The CFTC charged the firm with not having "adequate systems and procedures” for reconciling exchange and clearing fees, which led to customer overcharges.
The CFTC has settled charges against Morgan Stanley & Co. LLC, for “failing to diligently supervise the reconciliation of exchange and clearing fees with the amounts it ultimately charged customers for certain transactions on the CME Group, ICE Futures US, and other exchanges.”
Headquartered in New York City, Morgan Stanley & Co., or MSCO, is a limited liability company, which is also registered with the commission as a futures commission merchant and a provisionally registered swap dealer.

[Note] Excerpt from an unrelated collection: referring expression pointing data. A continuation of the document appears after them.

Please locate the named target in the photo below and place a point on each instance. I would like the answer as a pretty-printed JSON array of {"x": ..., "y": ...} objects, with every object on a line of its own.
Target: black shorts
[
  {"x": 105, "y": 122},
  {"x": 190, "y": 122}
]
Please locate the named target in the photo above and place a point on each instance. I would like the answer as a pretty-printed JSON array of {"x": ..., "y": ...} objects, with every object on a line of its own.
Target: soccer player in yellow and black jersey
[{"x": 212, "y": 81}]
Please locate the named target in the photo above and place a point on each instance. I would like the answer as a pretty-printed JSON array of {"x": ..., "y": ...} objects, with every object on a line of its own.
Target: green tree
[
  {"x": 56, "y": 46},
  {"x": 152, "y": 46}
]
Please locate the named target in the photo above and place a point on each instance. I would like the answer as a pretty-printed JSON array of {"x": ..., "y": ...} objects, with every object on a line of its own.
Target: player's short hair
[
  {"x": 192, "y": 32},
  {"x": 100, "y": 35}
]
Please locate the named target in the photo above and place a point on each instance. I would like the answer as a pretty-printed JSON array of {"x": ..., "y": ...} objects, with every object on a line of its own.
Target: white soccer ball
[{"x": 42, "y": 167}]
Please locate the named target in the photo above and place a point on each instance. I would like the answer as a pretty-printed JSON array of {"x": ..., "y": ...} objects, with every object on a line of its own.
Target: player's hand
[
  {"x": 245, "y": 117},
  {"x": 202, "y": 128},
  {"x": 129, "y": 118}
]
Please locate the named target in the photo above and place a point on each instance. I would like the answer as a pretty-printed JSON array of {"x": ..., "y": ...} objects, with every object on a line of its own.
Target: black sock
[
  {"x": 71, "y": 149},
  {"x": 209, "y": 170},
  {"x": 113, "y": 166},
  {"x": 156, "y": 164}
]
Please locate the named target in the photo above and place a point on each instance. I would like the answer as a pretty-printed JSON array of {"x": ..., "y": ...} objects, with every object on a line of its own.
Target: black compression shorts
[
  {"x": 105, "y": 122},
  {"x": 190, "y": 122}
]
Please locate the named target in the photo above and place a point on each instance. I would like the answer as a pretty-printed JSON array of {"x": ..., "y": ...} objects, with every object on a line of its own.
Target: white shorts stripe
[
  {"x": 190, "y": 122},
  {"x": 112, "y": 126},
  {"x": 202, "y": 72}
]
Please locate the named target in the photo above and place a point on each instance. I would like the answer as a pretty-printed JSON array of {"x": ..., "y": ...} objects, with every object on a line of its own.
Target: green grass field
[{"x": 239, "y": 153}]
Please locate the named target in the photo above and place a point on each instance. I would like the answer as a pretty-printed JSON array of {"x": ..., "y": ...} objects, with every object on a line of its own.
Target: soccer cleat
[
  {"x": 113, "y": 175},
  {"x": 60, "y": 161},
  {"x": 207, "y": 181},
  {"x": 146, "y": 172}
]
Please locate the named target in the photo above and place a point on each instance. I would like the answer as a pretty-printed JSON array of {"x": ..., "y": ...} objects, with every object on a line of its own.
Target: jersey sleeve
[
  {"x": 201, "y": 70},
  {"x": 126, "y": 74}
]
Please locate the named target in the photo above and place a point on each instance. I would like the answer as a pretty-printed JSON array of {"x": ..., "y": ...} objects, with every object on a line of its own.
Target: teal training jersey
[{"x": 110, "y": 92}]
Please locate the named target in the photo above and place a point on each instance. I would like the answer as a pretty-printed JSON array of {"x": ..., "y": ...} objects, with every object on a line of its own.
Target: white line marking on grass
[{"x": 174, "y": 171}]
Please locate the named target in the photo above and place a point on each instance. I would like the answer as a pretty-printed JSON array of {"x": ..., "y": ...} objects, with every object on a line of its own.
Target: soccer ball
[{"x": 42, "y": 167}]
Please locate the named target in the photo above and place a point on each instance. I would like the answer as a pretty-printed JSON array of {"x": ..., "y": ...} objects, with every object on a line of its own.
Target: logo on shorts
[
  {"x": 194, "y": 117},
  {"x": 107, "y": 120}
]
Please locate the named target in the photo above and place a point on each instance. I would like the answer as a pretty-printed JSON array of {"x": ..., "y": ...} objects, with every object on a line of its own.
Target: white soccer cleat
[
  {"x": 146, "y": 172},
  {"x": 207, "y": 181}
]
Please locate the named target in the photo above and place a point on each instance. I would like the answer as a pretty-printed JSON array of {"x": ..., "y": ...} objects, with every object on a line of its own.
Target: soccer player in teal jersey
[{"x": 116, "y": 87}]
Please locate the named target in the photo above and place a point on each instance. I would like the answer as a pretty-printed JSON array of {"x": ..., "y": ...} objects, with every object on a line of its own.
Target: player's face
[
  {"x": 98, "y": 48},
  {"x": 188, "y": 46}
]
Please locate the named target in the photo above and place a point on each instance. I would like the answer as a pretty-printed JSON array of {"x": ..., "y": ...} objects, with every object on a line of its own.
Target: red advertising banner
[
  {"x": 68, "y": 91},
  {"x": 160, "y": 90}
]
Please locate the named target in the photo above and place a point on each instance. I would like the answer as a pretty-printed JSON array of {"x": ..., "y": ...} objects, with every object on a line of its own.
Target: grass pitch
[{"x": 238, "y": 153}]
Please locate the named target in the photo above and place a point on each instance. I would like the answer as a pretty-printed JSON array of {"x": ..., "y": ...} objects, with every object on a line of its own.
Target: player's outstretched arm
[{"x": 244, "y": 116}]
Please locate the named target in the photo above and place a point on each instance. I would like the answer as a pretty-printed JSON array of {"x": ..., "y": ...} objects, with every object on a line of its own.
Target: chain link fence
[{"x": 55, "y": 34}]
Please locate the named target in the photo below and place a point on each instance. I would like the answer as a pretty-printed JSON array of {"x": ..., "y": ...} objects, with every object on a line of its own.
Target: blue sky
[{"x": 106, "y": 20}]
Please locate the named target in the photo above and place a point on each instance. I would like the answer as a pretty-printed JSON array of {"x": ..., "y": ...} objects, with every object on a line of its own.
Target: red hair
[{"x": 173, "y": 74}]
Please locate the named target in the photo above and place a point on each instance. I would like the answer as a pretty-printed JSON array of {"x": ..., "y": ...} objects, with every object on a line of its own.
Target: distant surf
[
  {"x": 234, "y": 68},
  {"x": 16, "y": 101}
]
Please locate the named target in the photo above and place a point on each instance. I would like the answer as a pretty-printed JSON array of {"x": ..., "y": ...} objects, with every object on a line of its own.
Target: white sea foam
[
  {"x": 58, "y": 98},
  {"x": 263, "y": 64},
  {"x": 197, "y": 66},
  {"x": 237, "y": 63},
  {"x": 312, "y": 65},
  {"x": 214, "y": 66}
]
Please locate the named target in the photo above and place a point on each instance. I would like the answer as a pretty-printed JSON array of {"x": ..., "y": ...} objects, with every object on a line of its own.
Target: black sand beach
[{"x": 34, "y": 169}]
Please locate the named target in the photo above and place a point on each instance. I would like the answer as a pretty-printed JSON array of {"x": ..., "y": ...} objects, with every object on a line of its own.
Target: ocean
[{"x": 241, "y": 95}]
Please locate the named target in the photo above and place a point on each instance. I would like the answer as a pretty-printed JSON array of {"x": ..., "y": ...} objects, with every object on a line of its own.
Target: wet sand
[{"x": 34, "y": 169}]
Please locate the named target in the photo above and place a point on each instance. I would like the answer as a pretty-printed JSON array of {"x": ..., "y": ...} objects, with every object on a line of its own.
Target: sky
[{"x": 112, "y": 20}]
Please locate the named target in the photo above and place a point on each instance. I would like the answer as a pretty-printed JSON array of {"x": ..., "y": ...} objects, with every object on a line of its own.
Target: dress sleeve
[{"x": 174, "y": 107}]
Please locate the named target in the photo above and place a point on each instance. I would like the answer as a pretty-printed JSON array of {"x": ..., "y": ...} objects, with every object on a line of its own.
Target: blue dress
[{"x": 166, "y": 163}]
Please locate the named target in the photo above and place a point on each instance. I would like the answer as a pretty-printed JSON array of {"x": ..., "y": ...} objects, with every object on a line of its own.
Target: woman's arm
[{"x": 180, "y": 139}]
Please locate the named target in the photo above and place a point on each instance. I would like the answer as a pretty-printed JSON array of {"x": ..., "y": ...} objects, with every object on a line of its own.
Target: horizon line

MSCO is a “wholly owned subsidiary of Morgan Stanley Domestic Holdings, Inc. … MSDHI is a wholly owned subsidiary of Morgan Stanley Capital Management, LLC, which is a wholly owned subsidiary of Morgan Stanley (the ‘Ultimate Parent’),” according to MSCO’s June 30, 2017 consolidated statement of financial condition.
The CFTC order requires MSCO to pay a $500,000 civil penalty and to “cease and desist from violating the CFTC regulation governing diligent supervision.”
In all, according to the CFTC, “between 2009 and April 2016, MSCO overcharged customers in the United States $1,550,182 in connection with transactions on various exchanges, and customers of a MSCO affiliate were overcharged $1,439,047 in connection with transactions on various exchanges.’
According to the commission, “nearly all” of the affected customers have been fully refunded and MSCO has “otherwise taken responsibility for the relevant remaining amounts.”
For its part, MSCO neither admits nor denies any of the CFTC’s “findings or conclusions.”
The CFTC notes that “customer transactions executed on exchanges are subject to payment of exchange and clearing fees that are applied to each transaction in the normal course of business. Clearing firms such as MSCO receive invoices for these fees from the exchange clearinghouses, which the firms pass on to their customers.”
Specifically, the CFTC charges that MSCO “failed in certain respects to implement and maintain adequate systems and procedures for reconciling exchange and clearing fees from at least 2009 through April 2016.”
Prior to 2010, according to the commission, MSCO “recognized the need to ensure that the increasingly complex structure for exchange fees was managed by dedicated personnel using automated systems, and MSCO developed and began implementing a proprietary automated system to identify, process, and reconcile exchange fees.”
The problem, according to the CFTC, was that “development, design, and implementation of MSCO’s automated system failed to account for, and protect against, the risk of overcharging customers for exchange and clearing fees,” and “for a substantial majority of the relevant period, MSCO had no automated system in place to detect instances where it may have overcharged customers for exchange fees.”
MSCO’s automated system generated three kinds of overcharges, according to the CFTC.
“The first category of overcharges took place over a period of approximately two years, between October 2012 and September 2014, when MSCO erroneously imposed an additional $2 per contract charge on certain block trade transactions executed on ICE Futures US and cleared on ICE Futures Europe….
“The second category of overcharges took place over a period of years dating to 2009, when MSCO erroneously overcharged certain customers for ‘give-up’ transactions on the Chicago Futures Exchange … Italian Derivatives Market … and Osaka Securities Exchange.…
“The third category of overcharges involved a set of overcharges dating to 2011. MSCO had miscoded the customer rules for e-mini index option transactions on the CME, specifically by failing to pass on a lowered rate imposed by the exchange in or around 2011.”
Beginning in early 2015, MSCO “modified an automated process in its proprietary fee system to directly identify potential overcharges, and MSCO represents that this functionality should prevent future overcharges,” the CFTC says.
The commission also notes that “this is the fourth action the CFTC has brought concerning a clearing firm’s supervisory failures in connection with fee processing.”
Other commission actions regarding fee-processing supervisory failures include the following:
- In August 2014, the CFTC ordered Merrill Lynch, Pierce, Fenner & Smith Inc. to pay a $1.2 million penalty relating to is processing of futures exchange and clearing fees charged to customers.
- In August 2016, the CFTC ordered Barclays Capital, Inc. to pay an $800,000 penalty relating to its processing of futures exchange and clearing fees charged to customers.
- And in January 2017, the CFTC ordered J.P. Morgan Securities, LLC, which had self-reported the violations, to pay a $900,000 penalty relating to its faulty process for reconciling exchange fees.
FTF News contacted Morgan Stanley, the parent company, for comment about the CFTC’s contentions regarding MSCO. By press time, there had been no response.